Jump the story to four years later, when Carmelo is released from prison and returns to his village, presumably hoping to get with Candela and finally follow up on the childhood crush that was denied him by a pair of drunken old dads who stood in his way. Even though Candela is available in every legal sense of the word, her heart still beats under José’s spell, to such an extent that she rises from her bed every night, puts on the blood-stained sweater she wore the night he died, and walks to the site of his murder where she eerily dances with his ghost in the wee hours of the morning.

That José  turned out to be a highly possessive creep! And he has no intention of letting her go, despite Carmelo’s most earnest entreaties. Speaking of passionate pleas, Lucia does her best to pry Carmelo away from the futility of pursuing the entranced Candela, to no avail. Well, to some avail – Carmelo’s not so blind as to be completely oblivious to Lucia’s charms, but love is categorically different than lust, despite the occasional confusion that some of us experience from time to time.

That’s enough recapping the set-up to orient prospective viewers to the film. I don’t want to give away too many of the climactic twists and surprises that turn up toward the end of the story. Besides that, the enduring power of El amor brujo doesn’t reside so much in its narrative (though there’s nothing especially lacking in that regard; indeed, after watching it a few times this past weekend, it’s a rich and subtle story that reveals more with each pass through) but rather in the enchantment it casts through the power of image, music and especially movement. Here, the cinematography of Saura’s collaborator Teodoro Escamilla doesn’t feature anything quite as in-your-face to demonstrate the awe-inspiring physicality of dance as what we saw in the rehearsal sequences of Blood Wedding or Carmen. Rather, the emphasis is more on the finished product, with an assumption of trust that the audience who accompanied Saura and cast through the two earlier films now has a fuller appreciation of the raw talent and blister-inducing hard work that goes into producing sequences like de Falla’s celebrated “Fire Dance,” which I gladly offer below.
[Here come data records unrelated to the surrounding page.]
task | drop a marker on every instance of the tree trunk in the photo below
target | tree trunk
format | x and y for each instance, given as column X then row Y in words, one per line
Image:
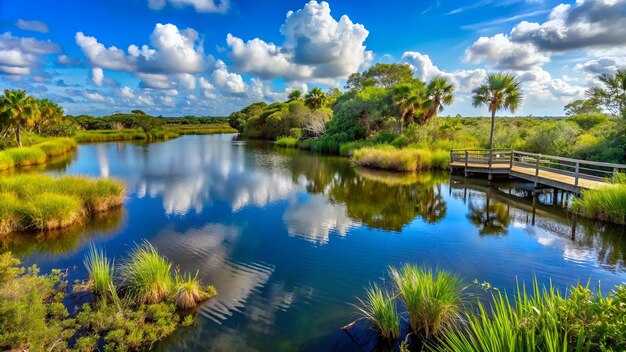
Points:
column 493, row 122
column 18, row 139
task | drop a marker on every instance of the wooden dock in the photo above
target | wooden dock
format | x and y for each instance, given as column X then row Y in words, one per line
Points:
column 566, row 174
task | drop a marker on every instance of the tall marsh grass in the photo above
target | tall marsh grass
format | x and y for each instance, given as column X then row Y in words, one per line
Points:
column 41, row 202
column 406, row 159
column 379, row 308
column 607, row 203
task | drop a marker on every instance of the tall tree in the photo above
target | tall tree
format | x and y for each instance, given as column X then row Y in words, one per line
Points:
column 409, row 98
column 295, row 95
column 499, row 91
column 613, row 95
column 315, row 98
column 440, row 92
column 380, row 75
column 19, row 110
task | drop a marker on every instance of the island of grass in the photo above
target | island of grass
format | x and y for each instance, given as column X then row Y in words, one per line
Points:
column 41, row 202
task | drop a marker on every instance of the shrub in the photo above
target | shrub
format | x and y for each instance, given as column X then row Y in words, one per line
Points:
column 434, row 300
column 147, row 276
column 287, row 142
column 26, row 156
column 379, row 308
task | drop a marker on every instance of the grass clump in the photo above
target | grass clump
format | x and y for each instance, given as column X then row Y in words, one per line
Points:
column 40, row 202
column 379, row 308
column 26, row 156
column 433, row 300
column 188, row 291
column 147, row 276
column 286, row 142
column 607, row 203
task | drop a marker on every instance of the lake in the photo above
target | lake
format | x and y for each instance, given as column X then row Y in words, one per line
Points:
column 290, row 239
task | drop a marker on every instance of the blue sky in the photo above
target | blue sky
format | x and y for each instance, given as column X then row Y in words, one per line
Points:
column 210, row 57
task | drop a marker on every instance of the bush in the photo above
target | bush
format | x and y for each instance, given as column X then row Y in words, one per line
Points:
column 287, row 142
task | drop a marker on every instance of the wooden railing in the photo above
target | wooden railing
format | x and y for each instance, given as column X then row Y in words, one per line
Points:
column 500, row 158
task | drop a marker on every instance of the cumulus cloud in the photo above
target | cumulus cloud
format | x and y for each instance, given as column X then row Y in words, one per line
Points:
column 19, row 55
column 504, row 54
column 209, row 6
column 97, row 76
column 173, row 51
column 588, row 23
column 316, row 46
column 226, row 81
column 423, row 67
column 34, row 26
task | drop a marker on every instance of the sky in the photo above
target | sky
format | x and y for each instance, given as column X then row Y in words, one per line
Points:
column 213, row 57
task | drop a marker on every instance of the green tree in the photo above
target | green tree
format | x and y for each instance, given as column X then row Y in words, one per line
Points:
column 582, row 107
column 295, row 95
column 19, row 111
column 408, row 97
column 499, row 91
column 380, row 75
column 440, row 92
column 315, row 98
column 613, row 95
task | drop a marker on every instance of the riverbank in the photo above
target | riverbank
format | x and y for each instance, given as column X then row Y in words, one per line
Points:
column 41, row 203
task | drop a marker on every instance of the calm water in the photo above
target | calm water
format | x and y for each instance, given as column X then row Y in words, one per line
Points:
column 290, row 239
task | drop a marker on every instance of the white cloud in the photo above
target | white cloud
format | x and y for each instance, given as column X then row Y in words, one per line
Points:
column 34, row 26
column 209, row 6
column 18, row 55
column 504, row 54
column 173, row 51
column 225, row 81
column 316, row 46
column 97, row 76
column 588, row 23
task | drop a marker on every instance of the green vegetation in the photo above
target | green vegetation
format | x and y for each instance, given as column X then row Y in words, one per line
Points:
column 34, row 315
column 541, row 319
column 39, row 203
column 379, row 308
column 606, row 203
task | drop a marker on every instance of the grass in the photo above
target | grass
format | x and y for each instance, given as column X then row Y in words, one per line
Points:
column 36, row 154
column 41, row 202
column 606, row 203
column 100, row 271
column 287, row 142
column 433, row 300
column 188, row 292
column 147, row 276
column 379, row 308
Though that scene, with its spectacular flaming atmospherics and hypnotic choreography, serves as the best sampling of El amor brujo, the final dance involving all four of the main protagonists, provides the most fascinating exposition of true love’s compelling endurance in the face of all odds and obstacles. On a surface level, the story can be read as an indictment of arranged marriages and the self-afforded privileges of infidelity that patriarchal cultures bestow upon their men. More profoundly though, it’s an illustration of love’s ability to trump reason and the necessity of taking bold and risky  action at times to fulfill our hearts’ desires. Of course, the more fantastical elements of the story have to be taken with some reservations (or, maybe not…? I’ll leave that up to you to sort out on your own terms.) After all the convolutions that Antonio Gades and Cristina Hoyos went through in their various characterizations on the screen, I can say it’s particularly satisfying to me to see them together at the very end of this magnificent trio of films.

It would be a great shame if this Flamenco Trilogy set were more renowned for being the only Eclipse release currently out of print (and fetching high resale value on the secondary market) than for the outstanding quality of the movies themselves. Even though the box is fetching more than $100 nowadays, that’s still cheaper than a vase of long-stemmed roses and boxed chocolates will run you in most markets on Valentine’s Day! If you have a beloved cinephile in your life and you find a copy of this Eclipse Series set, I recommend you make the purchase… these films will maintain their incandescent powers of arousal long after the roses have wilted and the chocolates have been consumed.